There are three regulatory policy dimensions of this technology choice: two federal and one state (but common to all states). At the state level, distribution utilities face service quality regulations, and one form such regulation takes is reliability regulation, where utilities must meet reliability standards. Reliability measures include SAIDI (system average interruption duration index, or how long outages are), SAIFI (system average interruption frequency index, or how frequently outages happen), and CAIDI (=SAIDI/SAIFI, or how long the average outage is). It’s been a remarkably fast evolution of utility-scale solar technology to get to a point where solar is the go-to technology for building new capacity for reliability in peak hours — this clearly makes the most sense in states with high insolation, like California, Nevada, and Arizona.

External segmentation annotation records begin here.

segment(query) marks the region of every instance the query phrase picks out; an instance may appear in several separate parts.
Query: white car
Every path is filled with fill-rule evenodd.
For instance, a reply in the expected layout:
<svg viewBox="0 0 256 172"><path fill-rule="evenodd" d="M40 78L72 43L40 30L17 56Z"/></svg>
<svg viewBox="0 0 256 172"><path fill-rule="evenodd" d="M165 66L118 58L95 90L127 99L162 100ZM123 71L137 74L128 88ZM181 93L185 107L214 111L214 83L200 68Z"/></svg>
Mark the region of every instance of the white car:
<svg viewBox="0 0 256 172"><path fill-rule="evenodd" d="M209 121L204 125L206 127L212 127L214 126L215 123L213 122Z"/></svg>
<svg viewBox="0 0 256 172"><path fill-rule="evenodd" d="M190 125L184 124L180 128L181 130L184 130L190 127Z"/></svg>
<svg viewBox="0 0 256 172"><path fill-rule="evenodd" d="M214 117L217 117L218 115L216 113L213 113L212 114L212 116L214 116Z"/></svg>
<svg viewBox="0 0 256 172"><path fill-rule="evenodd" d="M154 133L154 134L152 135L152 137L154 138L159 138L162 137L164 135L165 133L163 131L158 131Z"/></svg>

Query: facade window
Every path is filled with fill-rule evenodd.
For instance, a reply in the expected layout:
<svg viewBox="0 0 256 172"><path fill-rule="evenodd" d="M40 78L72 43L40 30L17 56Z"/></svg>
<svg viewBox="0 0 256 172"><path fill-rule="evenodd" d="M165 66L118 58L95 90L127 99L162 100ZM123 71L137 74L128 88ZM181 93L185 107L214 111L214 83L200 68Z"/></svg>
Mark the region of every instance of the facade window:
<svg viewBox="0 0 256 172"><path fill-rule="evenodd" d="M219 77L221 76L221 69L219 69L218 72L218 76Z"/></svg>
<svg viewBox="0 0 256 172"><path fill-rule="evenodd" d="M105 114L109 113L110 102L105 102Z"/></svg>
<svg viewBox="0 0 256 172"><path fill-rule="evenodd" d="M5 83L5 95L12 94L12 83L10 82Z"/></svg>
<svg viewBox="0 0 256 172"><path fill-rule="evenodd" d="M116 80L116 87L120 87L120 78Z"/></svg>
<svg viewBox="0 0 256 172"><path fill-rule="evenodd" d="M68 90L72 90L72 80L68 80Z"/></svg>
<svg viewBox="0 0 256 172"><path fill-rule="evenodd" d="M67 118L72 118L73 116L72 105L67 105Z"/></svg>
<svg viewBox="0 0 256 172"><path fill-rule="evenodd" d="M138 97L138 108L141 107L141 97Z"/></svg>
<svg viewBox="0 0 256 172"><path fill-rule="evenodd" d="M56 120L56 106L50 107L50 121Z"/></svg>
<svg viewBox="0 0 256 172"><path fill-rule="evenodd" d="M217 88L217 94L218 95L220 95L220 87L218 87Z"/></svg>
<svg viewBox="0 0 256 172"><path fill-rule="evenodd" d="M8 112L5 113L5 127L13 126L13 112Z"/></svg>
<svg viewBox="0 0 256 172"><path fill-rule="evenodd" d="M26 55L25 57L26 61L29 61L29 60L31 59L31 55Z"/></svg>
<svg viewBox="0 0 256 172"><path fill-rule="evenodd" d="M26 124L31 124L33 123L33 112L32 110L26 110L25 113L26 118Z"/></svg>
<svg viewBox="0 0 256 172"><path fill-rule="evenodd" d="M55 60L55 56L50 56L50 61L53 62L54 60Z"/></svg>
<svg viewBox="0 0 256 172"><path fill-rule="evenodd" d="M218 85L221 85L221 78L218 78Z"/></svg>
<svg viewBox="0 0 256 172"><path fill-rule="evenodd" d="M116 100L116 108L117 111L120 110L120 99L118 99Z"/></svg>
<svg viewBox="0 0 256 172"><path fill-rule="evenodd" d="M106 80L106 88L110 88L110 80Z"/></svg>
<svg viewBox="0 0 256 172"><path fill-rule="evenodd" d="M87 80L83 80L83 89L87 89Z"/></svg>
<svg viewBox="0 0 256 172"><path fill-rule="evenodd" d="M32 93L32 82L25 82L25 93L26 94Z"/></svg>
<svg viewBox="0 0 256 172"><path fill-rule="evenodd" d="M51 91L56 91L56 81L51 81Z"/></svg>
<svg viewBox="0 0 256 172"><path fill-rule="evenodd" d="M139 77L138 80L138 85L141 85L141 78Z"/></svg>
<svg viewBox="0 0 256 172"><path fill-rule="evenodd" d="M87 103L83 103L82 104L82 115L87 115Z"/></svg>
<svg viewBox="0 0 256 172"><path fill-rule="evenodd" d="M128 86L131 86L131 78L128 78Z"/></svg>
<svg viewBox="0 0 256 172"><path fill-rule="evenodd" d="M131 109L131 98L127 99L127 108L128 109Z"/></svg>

Another policy dimension here is the availability of federal tax credits for construction of new solar capacity. At the margin these credits reduce the relative cost of solar, even relative to gas plants that are cheaper than ever to run but for which the fuel cost is high compared to other technologies. These technology-targeted subsidies are justifiably controversial — would this technology have matured this quickly without them? How much more slowly would it have been commercialized without them? Those are important counterfactuals, and I’d like to see an analysis that estimates them.
Finally, in October the Department of Energy proposed a regulatory change that would increase the value of existing coal-fired power plants for reliability purposes, and has asked the Federal Energy Regulatory Commission to implement such a proposal. FERC has issued this proposal for public comment (known as “the NOPR”, for Notice of Proposed Rulemaking), and has received a large number of comments, most of them in opposition to such a proposal. If you want to see more about how the regulatory sausage is made, this EE News article summarizes this procedure and the general nature of the comments FERC has received. FERC is scheduled to issue its decision on January 10.
Potts’ article requires getting in to the regulatory weeds, and the question he asks is an important and complicated one without simple yes/no answers.
It is 1 pm where I sit. the Temperature outside is 5°F (-15°C). In 5 hours the sun will set, Solar panel out put will be zero, and the temperature will drop to about 0°F (-18°C). My natural gas heating system cannot work without grid power. Solar could be free and I still could not afford it.